STEP 3 – think about the value your update will bring to the people who will read your update – provided the target audience consists of writers and hangs around in LinkedIn, it’s safe to assume they use LI for networking and finding new clients so a possible problem for solving would be improving their LI presence and/or marketing efforts. Another problem newbie freelance writers might have is running their own blog so all products relating to hosting, social media marketing and community building would be relevant, too.
STEP 4 – make sure you include a call to action – after someone reads the group discussion, I want them to enroll in the giveaway and share it with their friends and colleagues. So I need to tell them how to enroll and that sharing brings them more entries (to encourage sharing).

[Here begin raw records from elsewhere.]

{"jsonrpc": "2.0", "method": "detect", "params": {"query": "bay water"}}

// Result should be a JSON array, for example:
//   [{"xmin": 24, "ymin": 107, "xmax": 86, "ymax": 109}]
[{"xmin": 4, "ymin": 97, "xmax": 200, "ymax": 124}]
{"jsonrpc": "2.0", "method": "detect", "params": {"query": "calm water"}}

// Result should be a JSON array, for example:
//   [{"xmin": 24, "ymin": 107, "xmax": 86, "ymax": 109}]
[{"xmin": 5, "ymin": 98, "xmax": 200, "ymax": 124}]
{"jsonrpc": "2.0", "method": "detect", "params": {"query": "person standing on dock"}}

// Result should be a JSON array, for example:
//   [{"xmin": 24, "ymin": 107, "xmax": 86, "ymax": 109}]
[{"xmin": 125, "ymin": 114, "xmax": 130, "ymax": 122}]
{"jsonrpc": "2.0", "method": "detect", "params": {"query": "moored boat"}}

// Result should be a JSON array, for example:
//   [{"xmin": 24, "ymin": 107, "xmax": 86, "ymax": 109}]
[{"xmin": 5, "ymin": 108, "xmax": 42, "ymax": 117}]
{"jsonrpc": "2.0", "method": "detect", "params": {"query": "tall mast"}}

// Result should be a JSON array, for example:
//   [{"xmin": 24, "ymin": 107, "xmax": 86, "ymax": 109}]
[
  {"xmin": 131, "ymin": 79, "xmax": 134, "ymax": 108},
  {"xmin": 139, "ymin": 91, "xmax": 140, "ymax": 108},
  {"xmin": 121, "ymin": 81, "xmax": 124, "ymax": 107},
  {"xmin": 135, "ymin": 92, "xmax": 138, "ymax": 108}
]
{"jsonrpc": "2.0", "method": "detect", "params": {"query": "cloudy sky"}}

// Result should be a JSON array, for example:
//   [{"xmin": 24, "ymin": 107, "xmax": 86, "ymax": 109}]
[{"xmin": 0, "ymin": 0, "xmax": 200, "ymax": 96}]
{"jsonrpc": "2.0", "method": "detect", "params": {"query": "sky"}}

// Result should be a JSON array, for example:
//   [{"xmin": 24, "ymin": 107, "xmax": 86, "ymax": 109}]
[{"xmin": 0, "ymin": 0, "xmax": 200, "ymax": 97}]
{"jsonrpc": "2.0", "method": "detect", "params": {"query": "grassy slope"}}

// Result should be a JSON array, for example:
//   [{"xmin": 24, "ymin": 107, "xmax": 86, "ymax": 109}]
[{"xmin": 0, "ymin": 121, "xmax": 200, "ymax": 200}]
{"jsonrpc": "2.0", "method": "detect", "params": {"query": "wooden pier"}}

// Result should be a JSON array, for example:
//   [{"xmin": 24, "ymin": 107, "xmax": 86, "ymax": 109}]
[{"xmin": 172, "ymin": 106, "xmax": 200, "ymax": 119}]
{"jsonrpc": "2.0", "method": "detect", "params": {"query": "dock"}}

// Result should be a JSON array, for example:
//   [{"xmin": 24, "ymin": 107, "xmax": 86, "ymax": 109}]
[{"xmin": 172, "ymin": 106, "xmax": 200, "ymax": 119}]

Here’s an update I would have crafted for Ashley’s giveaway for the specific LI group:
Super prizes for freelance writers included in this Mega Marketing Giveaway
A starting marketing agency, Entice Online Marketing, is running a mega marketing giveaway with over $6500 worth of prizes. You can learn more about the event and the products here: http://enticeonlinemarketing.com/giveaways/mmg/?lucky=81 – but I wanted to mention a few of the rewards since they are particularly good for freelance writers:
LinkedIn for B2B online video course – to help you improve your presence on LinkedIn and find more and better freelance clients – this course is included in all 3 prize packages
Blogging community online course – being a freelance writer, you probably know how important it is to run your own blog; this course will help you make it a successful one when it comes to building a loyal and strong community around your personal brand. This is included in the 1st and 2nd prize packages.
And if you are just starting your blog or playing with the idea to move your existing blog to a new hosting provider, 1 year Site Ground hosting is included in all 3 prize packages (different level of hosting though)
These are just to get you started. A lot more prizes are included – for better SEO, online business development and online marketing, social media, blog promotion… $6500 worth of prizes, so check the details and enter here: http://enticeonlinemarketing.com/giveaways/mmg/?lucky=81 – 5 more days left to enroll.
And be sure to share it with your friends and colleagues – the more people sign-up from your link, the more entries you earn and the better chances you have to win any of the above prizes 😉
Do you see the difference between Ashley’s original update and my proposed version?
Tell me in the comments – if you were a freelance writer in the said LI group, would you click on either of the updates? Why or why not?
And remember that Ashley’s giveaway is now closed. No need to go about sharing or trying to enter it – you can’t. I used this giveaway update with illustrative purpose only.